Au cours des semaines, nous introduisons progressivement la méditation assise. Le programme est basé sur les ressources intérieures de chacun. Cela requiert un esprit de générosité et d’acceptation envers  soi-même.
Les séances sont constituées de méditations guidées, d’exercices corporels, d’explications et de temps d’échange. Il s’agit d’un travail progressif et interactif qui nécessite un engagement et un entraînement quotidien d’environ 45 minutes, à partir de fiches de travail et d’enregistrements fournis.
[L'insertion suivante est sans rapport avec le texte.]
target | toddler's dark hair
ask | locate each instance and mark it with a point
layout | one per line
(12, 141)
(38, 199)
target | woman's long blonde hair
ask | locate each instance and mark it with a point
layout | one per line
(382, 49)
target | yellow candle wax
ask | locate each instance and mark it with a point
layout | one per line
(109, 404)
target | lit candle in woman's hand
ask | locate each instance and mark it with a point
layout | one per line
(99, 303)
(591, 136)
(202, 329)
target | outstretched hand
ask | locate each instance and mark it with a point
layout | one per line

Il est proposé une alternance de méditations en position allongée, assise, debout et en mouvement, avec des exercices de yoga et de marche consciente.

Des pratiques informelles sont également prévues.  A l’issue de ce programme, des ateliers de pratique de la «Pleine conscience» vous seront proposés. En effet, le maintien d’une pratique guidée et régulière est nécessaire pour bénéficier pleinement de cette méthode.
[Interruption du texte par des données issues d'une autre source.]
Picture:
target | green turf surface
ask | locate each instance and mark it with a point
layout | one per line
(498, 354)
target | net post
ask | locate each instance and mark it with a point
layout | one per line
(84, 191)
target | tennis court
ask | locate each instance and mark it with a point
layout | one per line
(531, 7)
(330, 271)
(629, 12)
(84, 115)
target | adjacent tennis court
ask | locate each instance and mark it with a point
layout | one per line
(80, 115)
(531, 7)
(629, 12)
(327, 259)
La pratique de la «Mindfulness», ou de la «Pleine Conscience», signifie selon Jon Kabat-Zinn : «de porter son attention» d’une certaine manière, c’est-à-dire délibérement, au moment voulu, sans jugement de valeur, instant après instant.
Cultiver cette sorte d’attention nourrit une prise de conscience plus fine et plus clair de la réalité du moment présent.

DONNEES PRATIQUES

Date le : Samedi 12 Janvier 2012 de 10h à 12h30 et de 14h30 à 17h
Les 8 rencontres hebdomadaires auront lieu les samedis matin de 10h à 12h30 : les 12, 19 et 26 janvier, les 2, 9 ,16 et 23 Février et le 9 Mars 2013
Les sessions se faisant volontairement en petit groupe de 8 personnes maximum. Vous pouvez vous inscrire dès maintenant, si vous le souhaitez ou au plus tard lors de la session d’initiation du Mercredi 5 janvier 2013 de 10h à 12h30
Une autre série de sessions auront lieu les samedis après midi de 14h30 à 17h au même dates et à la même adresse. Du 5 janvier au 9 mars.
Tarifs :
Tarif des 8 sessions en groupe : 450 €
Tarif des 8 sessions en individuel : 490 €
Lieux : Centre Infinite Love, 37 citée industrielle, 75011 Paris
Réservation au +33 (0)7 62 86 15 97 ou par notre formulaire de contact ci-dessous

JON KABAT-ZIN

Jon Kabat-Zinn est docteur en biologie moléculaire et professeur émérite  du département de médecine de l’Université du Massachussetts.
En 1979, il fonde sa première clinique avec le programme MBSR de 8 semaines, «Mindfulness Based Stress Reduction» ou «la Pleine Conscience pour réduire le stress» validé par la science et pratiqué dans plus de 250 hôpitaux.